UNICAMP/HC - Hospital de Clínicas da Unicamp - Campinas (SP) — Prova 2025
Menino, 8a, com antecedente de constipação intestinal, é trazido ao Pronto Socorro pela mãe referindo que a criança apresentou febre de 38,2oC, tosse e dor de garganta há três dias. Há 24 horas desenvolveu quadro de dor abdominal em região de fossa ilíaca direita, associada à diminuição do apetite. Exame físico: hiperemia de orofaringe, dor à palpação e descompressão brusca dolorosa em fossa ilíaca direita. O EXAME COMPLEMENTAR MAIS INDICADO PARA CONFIRMAR O DIAGNÓSTICO É:
Criança com dor em FID + descompressão brusca → Apendicite aguda, USG abdominal é exame inicial de escolha.
A apendicite aguda é a causa mais comum de abdome agudo cirúrgico em crianças. A dor em fossa ilíaca direita com sinais de irritação peritoneal é altamente sugestiva, e a ultrassonografia abdominal é o exame de imagem inicial preferencial para confirmar o diagnóstico, evitando radiação.
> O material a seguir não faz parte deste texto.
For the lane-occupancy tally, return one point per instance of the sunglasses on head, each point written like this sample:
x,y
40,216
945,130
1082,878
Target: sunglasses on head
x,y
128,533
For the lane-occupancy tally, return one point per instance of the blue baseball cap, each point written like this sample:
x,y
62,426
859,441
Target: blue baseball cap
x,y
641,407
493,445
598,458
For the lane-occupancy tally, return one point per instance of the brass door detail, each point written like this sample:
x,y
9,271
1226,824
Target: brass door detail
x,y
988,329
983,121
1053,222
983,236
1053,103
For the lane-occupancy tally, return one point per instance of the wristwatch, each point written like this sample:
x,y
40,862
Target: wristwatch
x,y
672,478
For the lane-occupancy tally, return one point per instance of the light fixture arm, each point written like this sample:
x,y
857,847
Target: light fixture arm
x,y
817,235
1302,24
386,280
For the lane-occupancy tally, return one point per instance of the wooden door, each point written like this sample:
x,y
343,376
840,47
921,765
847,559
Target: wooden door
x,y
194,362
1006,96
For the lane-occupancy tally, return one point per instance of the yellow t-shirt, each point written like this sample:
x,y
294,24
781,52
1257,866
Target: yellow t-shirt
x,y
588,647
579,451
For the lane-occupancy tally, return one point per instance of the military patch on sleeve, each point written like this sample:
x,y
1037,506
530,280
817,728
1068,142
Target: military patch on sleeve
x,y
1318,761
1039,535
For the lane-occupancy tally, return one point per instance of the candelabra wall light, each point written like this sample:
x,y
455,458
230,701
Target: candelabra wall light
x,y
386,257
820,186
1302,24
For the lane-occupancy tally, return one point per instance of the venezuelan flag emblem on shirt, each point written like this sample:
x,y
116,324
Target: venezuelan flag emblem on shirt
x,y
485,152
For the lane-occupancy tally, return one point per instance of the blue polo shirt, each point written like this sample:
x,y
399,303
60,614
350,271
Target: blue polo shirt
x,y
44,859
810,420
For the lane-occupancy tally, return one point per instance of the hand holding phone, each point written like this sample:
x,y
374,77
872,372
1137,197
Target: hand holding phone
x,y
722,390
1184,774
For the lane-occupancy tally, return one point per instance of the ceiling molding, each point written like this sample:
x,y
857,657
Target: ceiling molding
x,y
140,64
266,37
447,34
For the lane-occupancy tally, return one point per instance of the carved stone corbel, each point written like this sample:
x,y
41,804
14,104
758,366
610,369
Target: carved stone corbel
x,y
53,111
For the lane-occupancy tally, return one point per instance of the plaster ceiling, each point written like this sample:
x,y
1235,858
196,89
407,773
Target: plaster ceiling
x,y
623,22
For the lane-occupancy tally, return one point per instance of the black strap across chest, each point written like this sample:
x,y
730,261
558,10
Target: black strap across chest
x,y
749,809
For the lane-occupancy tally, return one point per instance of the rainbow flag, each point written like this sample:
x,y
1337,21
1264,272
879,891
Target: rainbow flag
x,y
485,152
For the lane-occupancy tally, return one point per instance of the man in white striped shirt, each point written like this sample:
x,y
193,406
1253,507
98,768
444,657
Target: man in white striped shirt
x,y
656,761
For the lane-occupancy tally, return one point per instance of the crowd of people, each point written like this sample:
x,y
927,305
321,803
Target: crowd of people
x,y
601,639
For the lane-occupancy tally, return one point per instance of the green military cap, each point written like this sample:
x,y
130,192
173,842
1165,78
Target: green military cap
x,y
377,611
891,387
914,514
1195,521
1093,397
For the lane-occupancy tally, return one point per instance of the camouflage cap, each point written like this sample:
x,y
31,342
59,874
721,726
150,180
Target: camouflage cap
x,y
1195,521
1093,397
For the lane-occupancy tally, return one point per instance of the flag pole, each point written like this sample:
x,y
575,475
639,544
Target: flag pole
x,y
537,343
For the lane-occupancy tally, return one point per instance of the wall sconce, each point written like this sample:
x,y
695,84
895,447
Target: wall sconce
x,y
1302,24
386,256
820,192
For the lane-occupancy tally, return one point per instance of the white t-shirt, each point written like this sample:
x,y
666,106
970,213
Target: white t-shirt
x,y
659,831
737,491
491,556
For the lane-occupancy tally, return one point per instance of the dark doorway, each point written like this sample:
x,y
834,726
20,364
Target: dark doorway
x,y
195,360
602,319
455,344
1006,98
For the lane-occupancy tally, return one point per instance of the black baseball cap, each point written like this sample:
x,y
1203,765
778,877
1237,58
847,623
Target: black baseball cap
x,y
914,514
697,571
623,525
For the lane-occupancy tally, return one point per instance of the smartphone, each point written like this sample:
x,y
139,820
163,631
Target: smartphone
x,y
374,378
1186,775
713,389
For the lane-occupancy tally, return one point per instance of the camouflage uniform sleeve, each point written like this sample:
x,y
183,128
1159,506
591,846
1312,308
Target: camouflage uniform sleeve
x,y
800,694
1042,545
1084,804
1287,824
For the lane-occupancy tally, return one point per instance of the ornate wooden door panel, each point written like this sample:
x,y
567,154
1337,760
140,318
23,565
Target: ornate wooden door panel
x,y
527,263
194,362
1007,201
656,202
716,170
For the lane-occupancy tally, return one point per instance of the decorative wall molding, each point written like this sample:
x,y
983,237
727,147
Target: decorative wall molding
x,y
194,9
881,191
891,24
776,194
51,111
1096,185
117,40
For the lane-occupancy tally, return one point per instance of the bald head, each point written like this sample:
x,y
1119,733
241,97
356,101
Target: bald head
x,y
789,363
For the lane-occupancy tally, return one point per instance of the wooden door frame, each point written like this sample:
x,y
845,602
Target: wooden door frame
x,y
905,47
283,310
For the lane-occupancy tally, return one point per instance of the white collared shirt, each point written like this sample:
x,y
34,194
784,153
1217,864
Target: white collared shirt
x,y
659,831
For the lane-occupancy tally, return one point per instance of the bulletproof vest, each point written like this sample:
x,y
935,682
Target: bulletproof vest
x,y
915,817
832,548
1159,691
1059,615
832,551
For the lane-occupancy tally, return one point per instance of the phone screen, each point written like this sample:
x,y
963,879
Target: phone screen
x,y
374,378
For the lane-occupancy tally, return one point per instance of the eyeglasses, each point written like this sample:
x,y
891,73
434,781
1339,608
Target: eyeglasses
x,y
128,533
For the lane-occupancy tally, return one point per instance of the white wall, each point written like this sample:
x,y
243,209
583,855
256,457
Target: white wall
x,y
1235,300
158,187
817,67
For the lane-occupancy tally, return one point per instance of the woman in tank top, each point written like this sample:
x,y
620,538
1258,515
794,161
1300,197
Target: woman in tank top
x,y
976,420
A apendicite aguda é a emergência cirúrgica abdominal mais comum na infância, exigindo diagnóstico e intervenção rápidos para prevenir complicações graves como perfuração e peritonite. Embora a apresentação clássica seja bem conhecida, os sintomas podem ser atípicos em crianças, tornando o diagnóstico um desafio. A fisiopatologia envolve a obstrução do lúmen apendicular, geralmente por fecalito ou hiperplasia linfoide, levando à estase, proliferação bacteriana, inflamação e isquemia da parede apendicular. A dor tipicamente começa periumbilical e migra para a fossa ilíaca direita (ponto de McBurney), acompanhada de anorexia, náuseas, vômitos e febre. Sinais de irritação peritoneal, como descompressão brusca dolorosa (sinal de Blumberg), são indicativos. O diagnóstico é primariamente clínico, mas exames complementares são frequentemente necessários. A ultrassonografia abdominal é o exame de imagem de primeira linha em crianças devido à ausência de radiação e boa acurácia. Em casos duvidosos ou quando a USG não é conclusiva, a tomografia computadorizada pode ser utilizada, embora com cautela devido à exposição à radiação. O tratamento é cirúrgico, com apendicectomia.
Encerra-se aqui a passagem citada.